Avoiding the Auction Process
Most companies that are publicly for sale are being offered through a merger & acquisition auction process. The business auction process skew most of the information flow and negotiation power in favor of the seller. Although assuring the buyer that the seller is motivated, business auction sales are very rarely buyer centric or beneficial. Probably the biggest drawback to the buyer is the mere fact that he/she does not exactly know what he/she bought. We will give you a brief synopsis of our rational for making such a statement and also why it is in the buyer's best interest to pursue non-auction sale. Keep in mind that most great deals are proprietary where the seller was not contemplating or publicly offering the business for sale.
There are several reasons for a buyer to restrict involvement in auction deals. We will take a closer look at 4 of these namely a) price, b) time and information restrictions, c) management access, and d) contract and term negotiations.
Price
There are several studies that indicate that deals struck in a proprietary fashion results in a selling price 1-2 EBITDA multiples lower than the comparable sales done through an auction process. This is very easily understood as the auction process facilitates competition between multiple bidders and hence drives the price in the seller's favor.

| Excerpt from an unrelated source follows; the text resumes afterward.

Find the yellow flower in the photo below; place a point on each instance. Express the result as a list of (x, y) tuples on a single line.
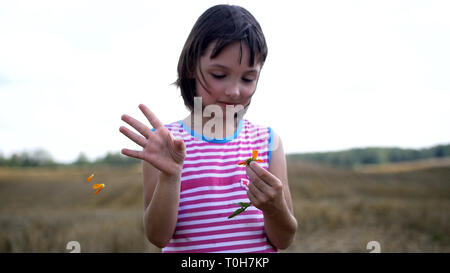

Time and information restrictions
The advent of secure extranets known as virtual data rooms have given the seller increased ability to control and limit the information in a business auction process. Although the utilization of virtual data rooms has proven valuable in facilitating the process, it avertedly reduces the time allotted for adequate buyer due diligence. Moreover, limited access to management leaves interpretation of the disseminated information to the buyer.
Management access
As mentioned above, buyer's access to management is limited in a business auction process. Not only does this constitute a problem when interpreting disseminated information, but it also limits the buyer's ability to evaluate management itself. This is of particular concern to silent owners such as private equity firms who not actively participates in the daily management of the acquired business.